Monday, June 13, 2005

Silence in the Stacks

Silence in the Stacks. This is an essay by Scott McLemee at Inside Higher Education. It is well written but it has a false assumption that not many academic librarians are blogging. A quick check of the Open Directory Project category for Library Weblogs shows that is not true.

From the site:

Some months back, one of the cable networks debuted a movie — evidently the pilot for a potential show — that inspired brief excitement in some quarters, though it seems not to have caught on. Its central character was someone whose grasp of esoteric knowledge allowed him or her (I’m not sure which, never having seen it) to command the awesome mysterious forces of the universe. Its title was The Librarian.

The program was, it seems, a reworking of a similar figure in Buffy the Vampire Slayer. That’s in keeping with the fundamental law of the entertainment industry once defined by Ernie Kovacs, the great American surrealist TV pioneer: “Find something that works, then beat it to death.”

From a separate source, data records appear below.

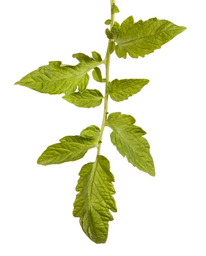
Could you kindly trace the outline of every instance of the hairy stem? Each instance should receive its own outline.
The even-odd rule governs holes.
[[[115,3],[115,0],[110,0],[111,2],[111,8],[112,9],[112,5]],[[115,14],[111,14],[111,19],[112,23],[111,24],[110,28],[111,29],[114,25],[115,19]],[[104,132],[104,128],[105,127],[105,125],[106,121],[107,119],[107,115],[108,114],[108,96],[109,94],[106,91],[106,87],[108,83],[109,82],[109,69],[110,66],[110,58],[111,54],[109,52],[109,44],[112,40],[109,40],[108,43],[108,46],[107,47],[107,49],[106,51],[106,57],[105,58],[105,66],[106,70],[106,82],[105,86],[105,94],[104,96],[104,113],[103,115],[103,119],[102,120],[102,126],[101,127],[101,130],[100,135],[100,141],[99,145],[97,147],[97,159],[100,154],[100,150],[101,149],[101,144],[102,143],[102,136]]]

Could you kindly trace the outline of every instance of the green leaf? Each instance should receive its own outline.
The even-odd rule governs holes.
[[[43,152],[38,164],[46,166],[76,161],[82,158],[88,149],[98,145],[81,136],[66,136],[60,141],[60,143],[49,146]]]
[[[106,25],[110,25],[111,23],[112,20],[107,20],[104,23]]]
[[[114,42],[110,42],[109,44],[109,52],[110,54],[112,54],[115,48],[115,43]]]
[[[186,29],[157,18],[134,23],[133,17],[130,16],[121,26],[115,22],[108,34],[109,39],[117,44],[115,52],[119,58],[126,58],[128,52],[132,58],[137,58],[153,52]]]
[[[108,39],[113,39],[113,35],[109,29],[106,29],[106,30],[105,30],[105,33],[106,34],[106,36]]]
[[[92,57],[95,61],[97,61],[97,62],[102,61],[102,57],[99,53],[97,52],[92,52]]]
[[[120,102],[138,93],[149,82],[147,79],[115,79],[107,85],[107,91],[112,99]]]
[[[80,135],[86,139],[89,139],[90,141],[93,143],[97,143],[99,142],[100,136],[100,129],[96,125],[91,125],[84,129]]]
[[[117,12],[119,12],[120,10],[119,10],[119,8],[115,4],[113,3],[112,6],[112,13],[117,13]]]
[[[51,61],[49,65],[40,67],[24,76],[15,84],[49,94],[69,94],[74,93],[77,86],[79,91],[83,92],[89,79],[87,73],[101,64],[101,61],[99,57],[97,61],[83,53],[74,54],[73,57],[80,61],[76,66],[63,65],[61,61]]]
[[[76,187],[79,193],[74,203],[73,214],[80,218],[83,232],[96,244],[106,242],[108,222],[114,219],[109,210],[117,211],[112,196],[115,193],[112,183],[114,178],[110,169],[108,159],[98,156],[94,163],[82,168]]]
[[[155,175],[152,157],[147,140],[142,137],[146,134],[141,128],[134,125],[135,119],[120,112],[110,114],[107,125],[113,131],[110,135],[113,144],[129,163],[152,176]]]
[[[74,93],[62,98],[77,107],[89,108],[99,106],[103,96],[98,90],[87,89],[83,93]]]
[[[96,81],[102,83],[102,73],[99,67],[94,68],[92,71],[92,76]]]

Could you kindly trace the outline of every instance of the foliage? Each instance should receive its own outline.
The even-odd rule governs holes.
[[[165,20],[157,18],[134,22],[132,16],[120,25],[114,21],[115,14],[119,12],[114,0],[111,0],[111,19],[105,22],[110,25],[106,34],[109,39],[106,57],[103,60],[96,52],[92,57],[83,53],[74,54],[79,63],[75,66],[52,61],[39,67],[15,83],[44,93],[65,94],[63,98],[80,108],[95,108],[104,100],[104,113],[101,128],[92,125],[81,132],[80,136],[67,136],[60,143],[49,146],[37,160],[46,166],[76,161],[83,157],[90,148],[97,148],[95,161],[82,168],[76,189],[79,193],[74,204],[73,215],[80,218],[85,234],[96,243],[104,243],[108,233],[109,221],[113,218],[109,210],[117,211],[113,195],[115,191],[112,182],[109,160],[100,155],[102,136],[105,127],[111,128],[111,140],[117,151],[128,162],[139,170],[152,176],[155,175],[150,146],[143,136],[146,133],[134,124],[134,117],[120,112],[108,116],[108,97],[119,102],[139,92],[149,81],[147,79],[116,79],[109,80],[110,56],[115,51],[119,58],[126,59],[127,53],[133,58],[144,57],[173,38],[186,29]],[[106,66],[106,79],[103,78],[99,66]],[[106,83],[105,96],[97,89],[87,89],[92,71],[93,79]],[[77,91],[77,90],[78,90]]]

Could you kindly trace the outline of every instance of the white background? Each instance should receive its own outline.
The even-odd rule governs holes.
[[[115,177],[118,212],[108,241],[92,242],[73,217],[82,159],[43,166],[46,147],[87,126],[100,126],[103,105],[78,108],[62,95],[14,86],[50,61],[75,64],[73,53],[104,57],[109,0],[36,0],[1,3],[0,255],[205,256],[205,22],[203,1],[117,0],[121,23],[154,17],[187,29],[144,58],[112,58],[111,80],[146,78],[142,91],[109,112],[121,111],[146,130],[156,176],[129,164],[104,134],[101,154]],[[104,71],[104,69],[102,69]],[[88,88],[103,92],[91,73]]]

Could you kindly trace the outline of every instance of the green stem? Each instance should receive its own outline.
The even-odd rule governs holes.
[[[111,2],[111,9],[112,9],[112,4],[115,3],[115,0],[110,0]],[[115,19],[115,14],[111,13],[111,20],[112,23],[111,24],[110,29],[112,29],[114,23],[114,22]],[[102,136],[103,136],[103,133],[104,132],[104,128],[105,127],[106,120],[107,119],[107,115],[108,114],[108,96],[109,94],[106,91],[107,85],[108,83],[109,82],[109,69],[110,67],[110,58],[111,54],[109,53],[109,43],[112,40],[109,40],[108,43],[108,46],[107,47],[107,49],[106,51],[106,57],[105,58],[105,67],[106,70],[106,82],[105,86],[105,95],[104,96],[104,113],[103,115],[103,119],[102,120],[102,126],[101,127],[101,130],[100,131],[100,141],[99,145],[97,147],[97,158],[96,160],[97,159],[98,157],[100,155],[100,150],[101,149],[101,144],[102,143]]]

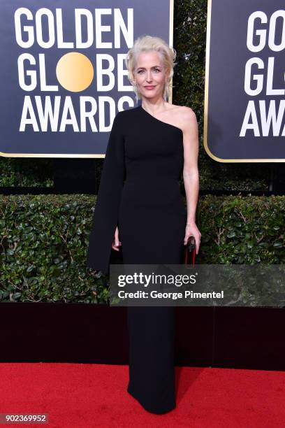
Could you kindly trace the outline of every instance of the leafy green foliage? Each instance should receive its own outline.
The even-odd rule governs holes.
[[[94,197],[0,199],[0,301],[108,301],[109,278],[85,266]],[[201,197],[199,264],[284,264],[285,197]]]

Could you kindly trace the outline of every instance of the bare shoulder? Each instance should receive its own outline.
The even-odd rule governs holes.
[[[197,117],[192,108],[186,106],[175,106],[174,104],[173,107],[175,108],[173,111],[177,113],[177,122],[183,131],[193,130],[193,127],[197,127]]]

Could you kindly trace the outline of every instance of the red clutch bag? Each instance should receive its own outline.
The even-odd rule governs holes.
[[[185,247],[184,264],[189,266],[191,261],[192,267],[194,267],[196,256],[196,241],[193,236],[189,236]]]

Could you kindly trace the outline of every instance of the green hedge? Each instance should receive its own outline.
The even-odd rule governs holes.
[[[85,268],[94,197],[0,199],[0,301],[105,303],[108,276]],[[200,197],[199,264],[285,263],[285,197]]]
[[[268,190],[274,164],[221,164],[210,158],[203,145],[207,0],[175,1],[173,28],[177,65],[173,102],[191,107],[197,115],[200,189]],[[52,162],[50,159],[0,157],[0,186],[50,187]],[[99,171],[102,164],[98,159]]]

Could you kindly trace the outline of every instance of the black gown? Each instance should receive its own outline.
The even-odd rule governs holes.
[[[93,217],[87,267],[109,273],[117,225],[124,264],[182,263],[187,209],[179,179],[183,154],[179,127],[141,106],[117,114]],[[149,412],[169,411],[175,407],[175,307],[129,306],[127,311],[127,391]]]

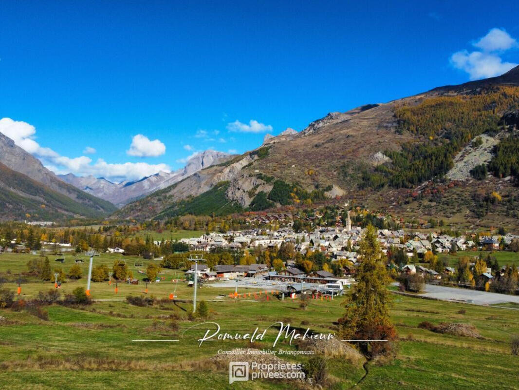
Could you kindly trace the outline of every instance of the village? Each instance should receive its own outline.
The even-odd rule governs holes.
[[[352,227],[349,215],[346,222],[344,227],[318,227],[309,232],[295,232],[289,226],[275,231],[253,229],[211,233],[180,241],[188,245],[190,251],[201,253],[243,250],[251,252],[265,250],[276,252],[287,244],[293,248],[294,257],[299,259],[309,252],[319,252],[329,259],[329,262],[324,263],[323,269],[316,269],[315,266],[311,269],[305,270],[300,263],[291,258],[282,264],[270,265],[255,263],[215,264],[211,267],[200,264],[196,274],[201,283],[219,281],[220,287],[270,289],[275,286],[293,296],[294,294],[308,292],[333,296],[342,294],[345,289],[355,283],[356,270],[362,262],[358,251],[365,229]],[[510,271],[506,265],[496,269],[495,265],[489,262],[485,263],[484,269],[477,274],[475,268],[478,255],[483,251],[498,252],[519,239],[519,236],[510,233],[476,237],[475,235],[453,237],[434,232],[412,232],[403,229],[378,229],[377,233],[381,251],[388,256],[387,266],[395,280],[400,277],[416,275],[421,277],[426,283],[439,284],[444,279],[444,282],[451,281],[449,285],[453,285],[461,271],[454,264],[437,260],[434,266],[431,267],[431,259],[437,259],[439,254],[472,251],[473,254],[467,266],[474,274],[473,278],[477,275],[478,280],[471,285],[465,282],[468,281],[461,279],[456,284],[460,287],[480,288],[487,291],[489,291],[495,277],[503,277]],[[114,250],[122,250],[116,248]],[[399,253],[400,258],[395,256]],[[512,271],[517,274],[517,268],[513,268]],[[192,280],[195,272],[195,266],[192,265],[186,271],[187,277]],[[511,292],[515,292],[515,289],[516,286]]]

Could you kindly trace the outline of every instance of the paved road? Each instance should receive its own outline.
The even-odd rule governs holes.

At another level, though, the whole concept derived from a tradition that is pre-television, indeed, almost pre-literate. The idea that a command of books provides access to secret forces, the equation of the scholar with the magus, was already well established before Faust and Prospero worked their spells. The linkage has also left its trace at the level of the signifier. Both glamor, originally meaning a kind of witchy sex appeal, and grimoire, the sorcerer’s reference book, derive from the word grammar — one of the foundational disciplines of medieval learning, hence a source of power.